Arguments have been advanced by the corporate industry in support of the Ordinances. Those concern the prevailing tendencies for small firms to avoid expansions in order to evade the labour regulations as relate to the large ones. Removal of such restrictions would, as have been argued, encourage the small ones to expand. Also the measures, as claimed, would attract investment by making it easier to manage and cheaper to engage labour. Using the same argument, industry expects that by improving the competitive capacity, India would successfully entice foreign investors away from China. Finally, and rather unbelievably, industry also expects that stretching working hours to the 12 hour norm will be labour-saving and as such will be of help in situations where labour is in short supply. It sounds strange to hear about labour shortage in a labour surplus country like India today! Are they fearing the loss of cheap sources of labour with the decimation of workers as they try the route to their villages in the reverse flow of migrants?
One may just question here if industry in states mentioned above are right in claiming that the measures would be able to generate a favourable investment climate by scratching the few labour rights as still prevail in India? While engaging labour may be rendered both easier and cheaper, incentives to invest will also be determined by a large number of other issues (like state of demand, infrastructure, expectations in the market) none of which can be taken for granted by moving the Ordinances.
Finally, it must be recognised that the strict labour discipline invoked by the Ordinances relate only to the formal or the organised sector of industry and services . The formal sector, on an average, employs only 7% of the aggregate labour force and the rest of the 93% remain with the informal sector.

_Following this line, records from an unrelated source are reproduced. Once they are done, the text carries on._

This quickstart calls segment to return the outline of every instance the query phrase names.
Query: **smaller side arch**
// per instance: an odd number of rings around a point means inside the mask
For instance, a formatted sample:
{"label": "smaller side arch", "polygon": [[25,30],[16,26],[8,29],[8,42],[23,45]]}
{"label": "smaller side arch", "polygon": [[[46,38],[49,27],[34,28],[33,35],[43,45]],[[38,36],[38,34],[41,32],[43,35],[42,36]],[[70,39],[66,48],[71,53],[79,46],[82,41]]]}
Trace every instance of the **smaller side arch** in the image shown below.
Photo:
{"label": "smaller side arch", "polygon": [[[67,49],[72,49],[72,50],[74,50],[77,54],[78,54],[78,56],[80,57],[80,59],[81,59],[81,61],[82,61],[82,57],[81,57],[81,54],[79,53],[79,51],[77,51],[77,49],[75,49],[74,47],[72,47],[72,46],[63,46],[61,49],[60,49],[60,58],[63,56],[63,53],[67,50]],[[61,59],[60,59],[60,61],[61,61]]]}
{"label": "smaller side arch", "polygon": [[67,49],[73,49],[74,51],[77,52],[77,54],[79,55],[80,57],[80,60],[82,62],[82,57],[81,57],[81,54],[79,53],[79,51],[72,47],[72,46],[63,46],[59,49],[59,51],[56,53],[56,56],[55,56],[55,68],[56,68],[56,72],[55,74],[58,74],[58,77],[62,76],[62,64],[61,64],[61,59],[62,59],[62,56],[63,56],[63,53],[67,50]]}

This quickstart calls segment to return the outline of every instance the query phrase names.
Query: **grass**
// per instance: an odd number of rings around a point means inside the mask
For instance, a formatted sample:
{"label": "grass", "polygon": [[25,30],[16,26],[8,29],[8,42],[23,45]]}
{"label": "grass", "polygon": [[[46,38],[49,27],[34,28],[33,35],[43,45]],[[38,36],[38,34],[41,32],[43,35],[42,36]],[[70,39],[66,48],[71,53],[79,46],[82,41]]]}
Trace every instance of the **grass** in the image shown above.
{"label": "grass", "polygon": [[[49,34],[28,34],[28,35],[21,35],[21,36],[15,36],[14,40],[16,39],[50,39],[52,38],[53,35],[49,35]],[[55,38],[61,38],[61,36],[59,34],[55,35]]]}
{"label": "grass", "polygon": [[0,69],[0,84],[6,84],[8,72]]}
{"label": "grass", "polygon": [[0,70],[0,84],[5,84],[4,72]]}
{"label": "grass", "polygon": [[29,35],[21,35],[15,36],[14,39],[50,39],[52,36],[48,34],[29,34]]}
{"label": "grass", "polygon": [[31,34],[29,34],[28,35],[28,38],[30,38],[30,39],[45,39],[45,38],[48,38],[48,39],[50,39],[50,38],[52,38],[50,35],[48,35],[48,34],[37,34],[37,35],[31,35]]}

Further, since 50% or more of workers in the formal sector are engaged in the capacity of casual or informally employed, it remains that the Ordinance in the four states (or more to follow) may only catch around 3.5% of workers which currently enjoy such labour rights as are still there. Can industry justify the Ordinances even by the benefits expected for the prevailing and future investors in those states?
Possibly the measures are being regarded both by the state and by big capital as an opportune strategy in time of the lockdown under the Pandemic – specifically, to further the much sought-after onslaughts of capital on labour. Issues relating to the jobless informal workers swelling the numbers of the unprecedented reverse migration , all under inhuman conditions , do not form an agenda in framing such Ordinances.